軍人の言う政治なんて大した事ない。今、ラリーの中では軍人としてのプライドとティムの言った事を理解しようと戦っていた。
自分はあまり勉強はしてない。飛ぶことが好きなだけだ・・・。ただ、それだけで、家計を支えるために言われるがままに軍に入った。
そして、国に尽くしてきた。そして、あの死んでいった反政府軍の兵隊の事を思う。そう振り返りながら、ティムの身を案じていた。
その後、ラリーは少しため息を吐いた。夜、ニートベルトはベルカの友人と名の知れたレストランで食事をしてから、
とりとめのない話をして、レストランを出て、友人とのその日の夜の別れの所だった。
抱きしめて、キスをして、外に出た。そのまま、酔ってタクシーを探して、それに乗り込んだ。

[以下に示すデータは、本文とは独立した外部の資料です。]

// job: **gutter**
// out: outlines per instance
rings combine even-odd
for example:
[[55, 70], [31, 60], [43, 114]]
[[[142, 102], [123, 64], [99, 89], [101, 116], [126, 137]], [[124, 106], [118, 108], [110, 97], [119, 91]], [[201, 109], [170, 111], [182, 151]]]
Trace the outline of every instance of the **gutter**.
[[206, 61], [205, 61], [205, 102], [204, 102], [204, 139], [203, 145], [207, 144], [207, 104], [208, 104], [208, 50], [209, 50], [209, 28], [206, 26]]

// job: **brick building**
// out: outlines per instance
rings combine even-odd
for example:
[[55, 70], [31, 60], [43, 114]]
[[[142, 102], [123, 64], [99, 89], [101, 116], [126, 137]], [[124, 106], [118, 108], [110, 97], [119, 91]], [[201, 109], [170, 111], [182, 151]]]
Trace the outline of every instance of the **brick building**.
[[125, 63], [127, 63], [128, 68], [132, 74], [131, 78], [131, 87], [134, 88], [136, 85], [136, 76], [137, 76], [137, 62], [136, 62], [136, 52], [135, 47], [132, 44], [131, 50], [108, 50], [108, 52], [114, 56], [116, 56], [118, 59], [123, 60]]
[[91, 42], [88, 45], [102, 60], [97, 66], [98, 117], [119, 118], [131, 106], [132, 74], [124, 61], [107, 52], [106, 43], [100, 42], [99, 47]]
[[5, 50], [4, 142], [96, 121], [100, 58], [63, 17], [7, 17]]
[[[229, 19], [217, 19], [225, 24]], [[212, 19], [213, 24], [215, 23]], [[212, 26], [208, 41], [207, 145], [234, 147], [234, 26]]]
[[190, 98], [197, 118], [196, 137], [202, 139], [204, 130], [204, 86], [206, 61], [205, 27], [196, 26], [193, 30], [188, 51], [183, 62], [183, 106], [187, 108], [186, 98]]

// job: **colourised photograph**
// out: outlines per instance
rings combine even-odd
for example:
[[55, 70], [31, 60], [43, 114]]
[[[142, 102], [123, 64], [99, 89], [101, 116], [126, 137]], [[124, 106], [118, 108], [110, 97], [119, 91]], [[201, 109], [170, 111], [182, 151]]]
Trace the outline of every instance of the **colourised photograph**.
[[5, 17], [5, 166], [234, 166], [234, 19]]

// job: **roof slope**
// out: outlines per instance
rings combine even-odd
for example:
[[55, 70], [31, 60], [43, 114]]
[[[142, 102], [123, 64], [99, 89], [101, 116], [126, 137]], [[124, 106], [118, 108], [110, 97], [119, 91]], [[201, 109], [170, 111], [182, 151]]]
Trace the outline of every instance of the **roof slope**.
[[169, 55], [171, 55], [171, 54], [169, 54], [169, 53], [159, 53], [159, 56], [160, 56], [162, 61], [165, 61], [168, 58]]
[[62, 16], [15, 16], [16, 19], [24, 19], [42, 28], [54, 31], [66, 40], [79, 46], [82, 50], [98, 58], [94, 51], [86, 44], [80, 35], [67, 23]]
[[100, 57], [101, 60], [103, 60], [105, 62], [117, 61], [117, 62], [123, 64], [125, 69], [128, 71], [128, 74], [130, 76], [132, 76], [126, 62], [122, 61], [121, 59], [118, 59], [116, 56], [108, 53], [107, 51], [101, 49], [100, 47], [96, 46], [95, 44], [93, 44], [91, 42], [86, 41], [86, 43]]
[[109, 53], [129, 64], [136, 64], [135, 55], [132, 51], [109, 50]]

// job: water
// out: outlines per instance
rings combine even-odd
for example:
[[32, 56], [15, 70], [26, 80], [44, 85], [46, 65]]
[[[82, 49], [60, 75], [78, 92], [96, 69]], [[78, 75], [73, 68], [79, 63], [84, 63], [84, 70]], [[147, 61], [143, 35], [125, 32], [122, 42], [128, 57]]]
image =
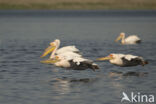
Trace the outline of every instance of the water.
[[[156, 96], [156, 16], [150, 11], [29, 12], [0, 12], [2, 104], [120, 104], [123, 91]], [[137, 34], [143, 42], [117, 44], [114, 40], [120, 32]], [[92, 60], [126, 53], [143, 56], [149, 64], [118, 67], [96, 62], [100, 70], [94, 72], [40, 63], [40, 55], [56, 38], [61, 47], [76, 45]]]

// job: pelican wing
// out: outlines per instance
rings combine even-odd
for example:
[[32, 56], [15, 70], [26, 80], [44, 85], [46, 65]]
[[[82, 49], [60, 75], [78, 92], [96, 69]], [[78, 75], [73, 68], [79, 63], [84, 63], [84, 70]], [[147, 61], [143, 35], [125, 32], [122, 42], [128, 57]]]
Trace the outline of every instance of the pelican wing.
[[56, 54], [62, 54], [64, 52], [74, 52], [79, 53], [79, 49], [77, 49], [75, 46], [65, 46], [56, 51]]
[[140, 41], [141, 39], [136, 36], [136, 35], [131, 35], [131, 36], [128, 36], [126, 39], [125, 39], [125, 42], [126, 43], [136, 43], [137, 41]]

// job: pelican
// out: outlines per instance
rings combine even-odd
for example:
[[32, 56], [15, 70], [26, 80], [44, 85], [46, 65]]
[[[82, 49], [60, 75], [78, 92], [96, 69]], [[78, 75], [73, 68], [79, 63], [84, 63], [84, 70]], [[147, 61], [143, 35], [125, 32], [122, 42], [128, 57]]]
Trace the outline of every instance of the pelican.
[[121, 39], [121, 44], [137, 44], [141, 42], [141, 39], [136, 35], [130, 35], [125, 38], [125, 33], [120, 33], [120, 35], [115, 40], [116, 42]]
[[99, 69], [98, 65], [95, 64], [92, 60], [83, 58], [82, 55], [77, 53], [79, 50], [75, 48], [75, 46], [73, 46], [74, 48], [71, 48], [71, 46], [66, 46], [58, 49], [59, 45], [60, 40], [58, 39], [56, 39], [54, 42], [51, 42], [50, 46], [45, 49], [45, 52], [41, 56], [45, 57], [52, 52], [50, 58], [41, 62], [54, 64], [55, 66], [63, 68], [72, 68], [75, 70], [84, 70], [88, 68], [92, 70]]
[[128, 66], [137, 66], [137, 65], [146, 65], [148, 64], [147, 61], [145, 61], [140, 56], [134, 56], [130, 54], [115, 54], [112, 53], [106, 57], [97, 58], [97, 60], [109, 60], [110, 63], [122, 66], [122, 67], [128, 67]]

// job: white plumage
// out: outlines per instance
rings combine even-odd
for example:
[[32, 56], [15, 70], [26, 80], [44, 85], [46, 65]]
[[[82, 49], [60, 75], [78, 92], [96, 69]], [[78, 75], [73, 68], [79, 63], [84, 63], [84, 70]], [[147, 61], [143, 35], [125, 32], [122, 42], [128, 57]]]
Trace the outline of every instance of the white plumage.
[[98, 58], [97, 60], [109, 60], [110, 63], [118, 66], [136, 66], [145, 65], [148, 62], [140, 56], [134, 56], [130, 54], [115, 54], [112, 53], [107, 57]]
[[125, 33], [120, 33], [116, 41], [119, 41], [120, 39], [122, 44], [137, 44], [141, 42], [141, 39], [137, 35], [130, 35], [125, 38]]
[[[42, 61], [43, 63], [51, 63], [59, 67], [73, 68], [77, 70], [99, 69], [97, 64], [93, 61], [85, 59], [79, 54], [79, 50], [75, 46], [66, 46], [59, 48], [60, 40], [56, 39], [54, 42], [50, 43], [41, 57], [46, 56], [48, 53], [52, 52], [50, 59]], [[57, 50], [58, 49], [58, 50]]]

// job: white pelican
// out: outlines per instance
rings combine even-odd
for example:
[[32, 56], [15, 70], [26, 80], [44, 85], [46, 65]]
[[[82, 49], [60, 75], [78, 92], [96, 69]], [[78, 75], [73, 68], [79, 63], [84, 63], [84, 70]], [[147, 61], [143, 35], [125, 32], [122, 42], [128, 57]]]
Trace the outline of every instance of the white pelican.
[[102, 57], [98, 58], [97, 60], [109, 60], [110, 63], [118, 65], [118, 66], [137, 66], [137, 65], [142, 65], [144, 66], [145, 64], [148, 64], [147, 61], [145, 61], [142, 57], [140, 56], [134, 56], [130, 54], [115, 54], [112, 53], [107, 57]]
[[136, 35], [130, 35], [125, 38], [125, 33], [120, 33], [120, 35], [115, 40], [116, 42], [121, 39], [121, 44], [137, 44], [141, 42], [141, 39]]
[[[78, 49], [63, 47], [57, 51], [60, 45], [60, 40], [56, 39], [54, 42], [50, 43], [50, 46], [45, 50], [41, 57], [46, 56], [47, 54], [51, 53], [51, 56], [48, 60], [41, 61], [42, 63], [54, 64], [58, 67], [63, 68], [72, 68], [75, 70], [84, 70], [87, 68], [90, 69], [99, 69], [98, 65], [93, 63], [92, 60], [85, 59], [82, 55], [76, 53]], [[76, 51], [75, 51], [76, 49]]]
[[50, 43], [50, 46], [45, 49], [45, 52], [44, 54], [41, 56], [41, 57], [44, 57], [46, 56], [48, 53], [53, 52], [53, 54], [51, 54], [50, 58], [53, 58], [55, 54], [62, 54], [62, 53], [65, 53], [65, 52], [73, 52], [73, 53], [79, 53], [79, 49], [77, 49], [75, 46], [65, 46], [65, 47], [62, 47], [60, 49], [59, 46], [60, 46], [60, 40], [59, 39], [56, 39], [54, 42], [51, 42]]

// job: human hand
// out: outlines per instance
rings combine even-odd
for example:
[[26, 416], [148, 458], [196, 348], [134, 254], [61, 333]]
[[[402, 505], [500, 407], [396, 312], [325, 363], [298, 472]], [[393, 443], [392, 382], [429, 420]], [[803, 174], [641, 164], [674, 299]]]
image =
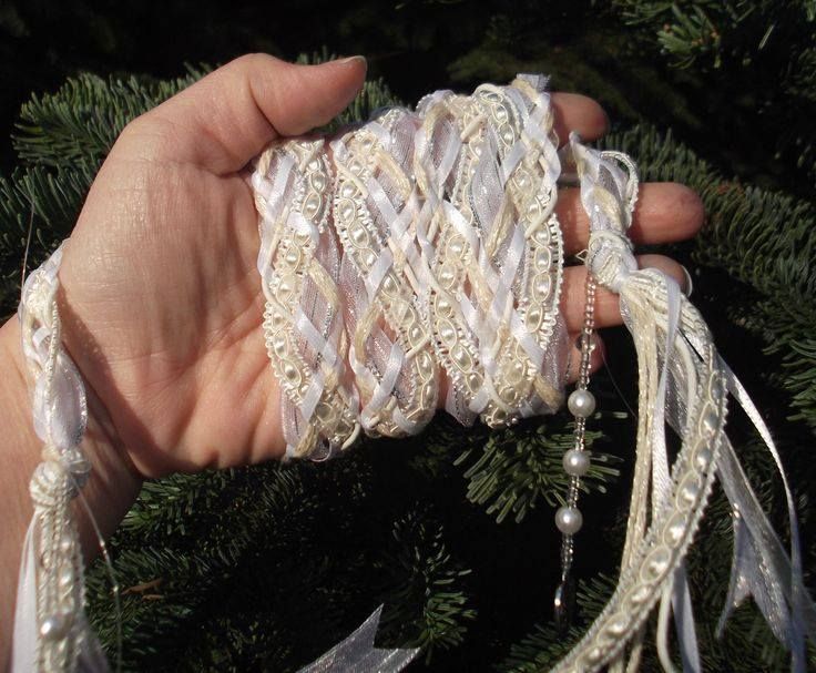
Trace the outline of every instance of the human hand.
[[[132, 122], [89, 193], [61, 269], [64, 340], [142, 476], [283, 455], [279, 394], [263, 339], [257, 215], [242, 172], [269, 141], [328, 122], [363, 83], [361, 59], [318, 67], [244, 57]], [[554, 94], [555, 130], [606, 130], [585, 96]], [[561, 190], [568, 254], [586, 244], [578, 190]], [[646, 184], [632, 236], [664, 243], [702, 224], [698, 197]], [[682, 268], [642, 258], [683, 282]], [[581, 328], [582, 267], [562, 310]], [[599, 290], [596, 325], [621, 322]], [[600, 349], [593, 366], [599, 365]]]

「旦那さん。何処までかね」とタクシーの運転手は言う。
「フィフイシア大通りまで」
「大分、酔ってるね。あいわかりました」
そのまま、ニートベルトは、自分の腕時計に目をやった。
時間は、10時を回っていて、大都会でもないから、人通りは少ない。
だが、ニートベルトは、運転席の鏡から、
自分がタクシーを見つけた時からじっと跡を付けている黒い車がいる事に気ずいた。
ニートベルトは、タクシーの運転手に、
「あの後ろの黒い車を振り切ってくれないか?」
「どの車です?」
「あの、乗ってからずっとぴったりと付けている車だ」
「お客さん、面倒は困るよ、うちの商売だから」と言った。
ニートベルトは、それを聞くと、軍の証明書を見せて、
タクシーの運転手にチップを手渡した。
運転手は、うなずくと、タクシーを大通りに繋ぐ別の道に変わろうとした。
「別に大通りにすぐ行く道じゃなくてもいいんだ。あの後ろの奴をまいてくれて、
そのうち通りにつけばそれでいい」と、ニートベルトは言った。タクシーの運転手は、ミッションのギアを入れて、少しずつ速度を上げた。
後ろの黒い車は、それに気ずいたのか、速度を緩めた。
ニートベルトはあまり気もせず、運転手に不況だとか、生活苦だなんて話に色々と答えていた。
そうするうちに黒い車は見えてこなくなった。
角を曲がった所でニートベルトは、
「ここでいい。フィフィシア大通りまでは歩くよ」と言った。
「はは、お客さんが振り切れっていうから、最初面倒になるんじゃないか困った」
「お金で今日はいい物を買いなさい」
「ありがとう」と運転手は申し訳なさそうに言った。
角を曲がり、大通りに急ぎ足で向かった。
3つ目の角を曲がった所で、ニートベルトは再び時間を確認しようと、腕時計に目をやる。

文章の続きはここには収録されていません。